Occupied Territory

In an effort to abate violent crime, the humvees are back and an eleven p.m. juvenile curfew has been imposed. Without placing a judgement on these methods of crime prevention, I simply want to emphasize their psychological impact, as though we, I, are guilty. Guilty of choosing to remain in what is, right now, a beaten town. The soldiers in desert fatigues, riding in matching beige metal vehicles remind me of last October, when I first returned to New Orleans. Then, the National Guard was God. We were so grateful for their presence, even through my resentment during the nightly stops as they asked for ID and warned me that I had to be home by midnight. The soldiers' presence makes me feel that we are moving slowly, perhaps in the wrong direction.
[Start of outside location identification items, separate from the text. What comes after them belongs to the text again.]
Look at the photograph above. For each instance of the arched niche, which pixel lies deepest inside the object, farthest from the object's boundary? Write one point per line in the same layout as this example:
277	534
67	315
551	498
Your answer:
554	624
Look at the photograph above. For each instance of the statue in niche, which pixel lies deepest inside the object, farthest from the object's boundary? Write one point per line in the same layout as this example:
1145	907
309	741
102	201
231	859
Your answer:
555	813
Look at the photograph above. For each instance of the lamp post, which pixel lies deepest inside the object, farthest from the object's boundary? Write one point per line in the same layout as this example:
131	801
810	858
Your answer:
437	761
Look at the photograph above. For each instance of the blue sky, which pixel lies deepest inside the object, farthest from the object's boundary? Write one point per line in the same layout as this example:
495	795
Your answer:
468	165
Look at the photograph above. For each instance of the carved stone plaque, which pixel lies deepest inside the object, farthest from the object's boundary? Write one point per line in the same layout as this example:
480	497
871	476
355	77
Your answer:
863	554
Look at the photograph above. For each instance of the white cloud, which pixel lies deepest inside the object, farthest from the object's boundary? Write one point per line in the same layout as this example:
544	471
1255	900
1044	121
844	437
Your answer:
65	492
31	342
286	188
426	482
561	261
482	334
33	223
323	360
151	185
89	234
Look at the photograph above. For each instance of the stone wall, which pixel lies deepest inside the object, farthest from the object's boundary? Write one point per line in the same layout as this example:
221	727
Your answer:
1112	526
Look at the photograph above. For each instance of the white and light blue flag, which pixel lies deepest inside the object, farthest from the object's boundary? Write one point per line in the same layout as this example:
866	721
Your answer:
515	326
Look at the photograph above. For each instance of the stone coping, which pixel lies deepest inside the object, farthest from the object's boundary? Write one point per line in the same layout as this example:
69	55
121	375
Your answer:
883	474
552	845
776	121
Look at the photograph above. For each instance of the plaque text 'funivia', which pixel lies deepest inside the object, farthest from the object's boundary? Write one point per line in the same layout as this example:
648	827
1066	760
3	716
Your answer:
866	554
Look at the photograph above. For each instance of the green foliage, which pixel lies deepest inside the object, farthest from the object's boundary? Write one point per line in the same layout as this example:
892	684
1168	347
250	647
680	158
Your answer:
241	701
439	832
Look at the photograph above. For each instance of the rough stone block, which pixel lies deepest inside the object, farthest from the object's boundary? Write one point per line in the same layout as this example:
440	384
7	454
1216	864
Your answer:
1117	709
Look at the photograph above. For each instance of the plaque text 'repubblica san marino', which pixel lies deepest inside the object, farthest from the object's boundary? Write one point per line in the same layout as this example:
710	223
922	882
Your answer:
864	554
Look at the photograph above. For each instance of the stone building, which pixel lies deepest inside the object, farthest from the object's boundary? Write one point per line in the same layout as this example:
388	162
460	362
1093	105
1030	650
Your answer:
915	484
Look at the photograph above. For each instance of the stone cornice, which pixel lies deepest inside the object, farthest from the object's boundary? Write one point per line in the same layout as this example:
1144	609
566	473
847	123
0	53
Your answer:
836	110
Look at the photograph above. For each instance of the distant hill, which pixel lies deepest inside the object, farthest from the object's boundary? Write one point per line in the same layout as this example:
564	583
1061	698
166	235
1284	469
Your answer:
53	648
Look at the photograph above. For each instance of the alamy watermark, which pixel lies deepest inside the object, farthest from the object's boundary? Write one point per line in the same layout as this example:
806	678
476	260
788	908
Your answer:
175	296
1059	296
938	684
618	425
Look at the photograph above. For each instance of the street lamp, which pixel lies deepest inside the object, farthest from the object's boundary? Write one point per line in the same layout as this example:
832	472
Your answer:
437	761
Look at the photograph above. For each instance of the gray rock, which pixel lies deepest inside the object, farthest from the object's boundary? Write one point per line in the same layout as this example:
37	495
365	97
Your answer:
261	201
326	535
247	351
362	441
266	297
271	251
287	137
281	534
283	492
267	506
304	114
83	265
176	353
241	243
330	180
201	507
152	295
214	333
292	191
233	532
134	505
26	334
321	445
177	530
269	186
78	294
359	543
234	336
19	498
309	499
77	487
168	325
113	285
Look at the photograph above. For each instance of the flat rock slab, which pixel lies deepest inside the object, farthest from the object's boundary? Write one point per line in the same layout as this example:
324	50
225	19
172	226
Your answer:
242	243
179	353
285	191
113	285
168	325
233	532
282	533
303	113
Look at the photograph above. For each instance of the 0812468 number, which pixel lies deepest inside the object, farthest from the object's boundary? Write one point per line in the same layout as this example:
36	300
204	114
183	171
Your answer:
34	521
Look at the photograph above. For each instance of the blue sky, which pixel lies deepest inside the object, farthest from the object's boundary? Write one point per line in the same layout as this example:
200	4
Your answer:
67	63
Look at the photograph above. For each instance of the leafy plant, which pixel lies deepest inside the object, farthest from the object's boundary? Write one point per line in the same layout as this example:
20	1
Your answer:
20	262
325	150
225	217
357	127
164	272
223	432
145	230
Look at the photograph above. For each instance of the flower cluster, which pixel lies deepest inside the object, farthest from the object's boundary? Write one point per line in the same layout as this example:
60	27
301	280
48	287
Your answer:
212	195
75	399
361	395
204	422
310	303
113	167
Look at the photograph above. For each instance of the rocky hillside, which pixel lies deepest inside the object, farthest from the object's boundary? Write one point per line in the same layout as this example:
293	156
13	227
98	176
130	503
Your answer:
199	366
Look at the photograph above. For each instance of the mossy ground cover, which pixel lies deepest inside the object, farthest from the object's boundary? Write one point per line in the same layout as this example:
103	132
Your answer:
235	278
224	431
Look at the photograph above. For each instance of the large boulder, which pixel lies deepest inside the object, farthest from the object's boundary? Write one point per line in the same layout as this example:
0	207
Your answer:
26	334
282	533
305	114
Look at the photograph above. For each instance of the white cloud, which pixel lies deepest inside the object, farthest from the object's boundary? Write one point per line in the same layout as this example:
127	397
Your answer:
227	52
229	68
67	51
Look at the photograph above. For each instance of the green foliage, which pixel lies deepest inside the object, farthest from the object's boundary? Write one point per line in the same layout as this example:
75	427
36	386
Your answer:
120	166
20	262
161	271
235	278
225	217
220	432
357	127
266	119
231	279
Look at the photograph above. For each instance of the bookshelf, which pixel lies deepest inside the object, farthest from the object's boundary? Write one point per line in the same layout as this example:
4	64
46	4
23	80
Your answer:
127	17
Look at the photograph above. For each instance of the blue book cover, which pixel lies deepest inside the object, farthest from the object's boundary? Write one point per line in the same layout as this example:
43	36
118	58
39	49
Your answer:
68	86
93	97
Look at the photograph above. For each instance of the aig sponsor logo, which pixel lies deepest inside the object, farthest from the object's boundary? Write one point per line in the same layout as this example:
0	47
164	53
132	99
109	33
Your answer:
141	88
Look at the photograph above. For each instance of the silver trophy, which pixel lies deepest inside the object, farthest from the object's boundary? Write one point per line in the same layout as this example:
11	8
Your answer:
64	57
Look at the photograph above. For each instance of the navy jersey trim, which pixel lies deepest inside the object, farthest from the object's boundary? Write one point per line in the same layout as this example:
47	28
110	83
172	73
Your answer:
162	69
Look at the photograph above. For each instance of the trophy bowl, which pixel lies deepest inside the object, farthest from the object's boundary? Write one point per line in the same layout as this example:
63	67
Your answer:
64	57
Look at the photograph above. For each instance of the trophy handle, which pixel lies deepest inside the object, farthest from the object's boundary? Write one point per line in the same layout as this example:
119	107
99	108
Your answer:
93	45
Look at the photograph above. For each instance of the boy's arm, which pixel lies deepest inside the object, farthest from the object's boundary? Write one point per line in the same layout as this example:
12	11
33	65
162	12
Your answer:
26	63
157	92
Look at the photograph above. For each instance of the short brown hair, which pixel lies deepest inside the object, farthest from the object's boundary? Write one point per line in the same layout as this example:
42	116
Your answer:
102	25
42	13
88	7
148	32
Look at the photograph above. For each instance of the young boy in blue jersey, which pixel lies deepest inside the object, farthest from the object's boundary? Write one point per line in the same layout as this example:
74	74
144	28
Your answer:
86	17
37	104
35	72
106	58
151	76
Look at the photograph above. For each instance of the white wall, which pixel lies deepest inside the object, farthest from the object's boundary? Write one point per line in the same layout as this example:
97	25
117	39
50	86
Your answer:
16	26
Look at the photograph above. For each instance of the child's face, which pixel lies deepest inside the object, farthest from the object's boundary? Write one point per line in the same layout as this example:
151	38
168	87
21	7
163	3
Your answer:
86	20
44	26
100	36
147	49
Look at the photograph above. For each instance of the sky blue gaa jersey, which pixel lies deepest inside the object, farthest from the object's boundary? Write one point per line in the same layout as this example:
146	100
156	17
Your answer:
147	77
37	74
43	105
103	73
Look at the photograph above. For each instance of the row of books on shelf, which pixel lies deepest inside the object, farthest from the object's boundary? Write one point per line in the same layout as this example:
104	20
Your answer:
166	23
Soldiers are more men in a town already over-saturated with masculine presence. Although the soldiers are generally polite, the workers often not. As though trying to prove the stereotype that a man cannot survive without sex, their eyes follow me on my bicycle, their mouths scream unintelligble catcalls. I don’t like walking; I feel too vulnerable. I am more nervous now than I ever used to worry about “violent crime.” I wish these men had brought their families. The town is out of balance and weighted heavily to the side of an ugly machismo.

I’ve just arrived at work in mid-city building newly renovated after the storm. The walls are freshly painted, the carpet and furniture brand new, and the toilets don’t flush. We have no water pressure today. The faucets let out a trickle. Aside from the obvious bathroom inconvenience, this is frightening in a town that constantly erupts in flames. According to The Times Picayune, the two FEMA helicopters that were dousing fires with water from the Mississippi will be taken away at the end of the month. Two nights ago a fire in my neighborhood meant that all of the power was turned off for several hours in the middle of the night. It is impossible to sleep in this limp summer heat with no circulating air.

So much better here than Iraq or Palestine. But I think I have some small comprehension the feeling of isolation endured by citizens of an occupied territory. We are all war weary; the rest of the U.S. may not want to hear about the living conditions in New Orleans unless they are improving. But that would be telling a lie. Rents remain ridiculous, hazardous dust continues to fly, and sometimes I don’t recognize my hometown.